GoodVibe:基于LLM代码生成的安全振动防护技术
GoodVibe: Security-by-Vibe for LLM-Based Code Generation
February 11, 2026
作者: Maximilian Thang, Lichao Wu, Sasha Behrouzi, Mohamadreza Rostami, Jona te Lintelo, Stjepan Picek, Ahmad-Reza Sadeghi
cs.AI
摘要
在快速非正式的开发流程(常被称为氛围编程)中,大型语言模型正日益广泛地用于代码生成。这类场景优先考虑速度和便利性,安全需求往往未被明确要求。在此环境下,模型常生成功能正确但存在安全隐患的代码,导致安全风险持续加剧。现有提升代码安全性的方法依赖于全参数微调或参数高效适配,但这些方法要么成本高昂且易引发灾难性遗忘,要么操作粒度粗糙,可解释性和可控性有限。
我们提出GoodVibe——一种神经元级框架,旨在默认状态下提升代码语言模型的安全性。该框架基于关键发现:与安全相关的推理过程仅集中于少量神经元子集。我们通过监督式安全任务的梯度归因分析定位这些神经元,并执行神经元选择性微调,仅更新这一安全关键子空间。为进一步降低训练成本,我们引入激活驱动的神经元聚类技术,实现以最小开销完成结构化更新。我们在涵盖C++、Java、Swift和Go等安全关键编程语言的六个大型语言模型上评估GoodVibe。实验表明,该框架在保持模型通用能力的同时显著提升生成代码的安全性:相较基础模型最高提升2.5倍安全性能;以仅需训练4700分之1的参数匹配甚至超越全参数微调效果;与参数高效基线方法(LoRA)相比,训练计算量减少3.6倍以上。这些结果证明,神经元级优化为实现安全代码生成提供了兼顾效能与泛化能力的可扩展方案。
English
Large language models (LLMs) are increasingly used for code generation in fast, informal development workflows, often referred to as vibe coding, where speed and convenience are prioritized, and security requirements are rarely made explicit. In this setting, models frequently produce functionally correct but insecure code, creating a growing security risk. Existing approaches to improving code security rely on full-parameter fine-tuning or parameter-efficient adaptations, which are either costly and prone to catastrophic forgetting or operate at coarse granularity with limited interpretability and control.

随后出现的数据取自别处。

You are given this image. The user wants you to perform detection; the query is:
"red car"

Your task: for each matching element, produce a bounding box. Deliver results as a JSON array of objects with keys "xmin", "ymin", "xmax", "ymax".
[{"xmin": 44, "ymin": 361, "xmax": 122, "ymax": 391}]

We present GoodVibe, a neuron-level framework for improving the security of code language models by default. GoodVibe is based on the key insight that security-relevant reasoning is localized to a small subset of neurons. We identify these neurons using gradient-based attribution from a supervised security task and perform neuron-selective fine-tuning that updates only this security-critical subspace. To further reduce training cost, we introduce activation-driven neuron clustering, enabling structured updates with minimal overhead. We evaluate GoodVibe on six LLMs across security-critical programming languages, including C++, Java, Swift, and Go. GoodVibe substantially improves the security of generated code while preserving general model utility, achieving up to a 2.5x improvement over base models, matching or exceeding full fine-tuning with over 4,700x fewer trainable parameters, and reducing training computation by more than 3.6x compared to the parameter-efficient baseline (LoRA). Our results demonstrate that neuron-level optimization offers an effective and scalable approach to securing code generation without sacrificing efficiency or generality.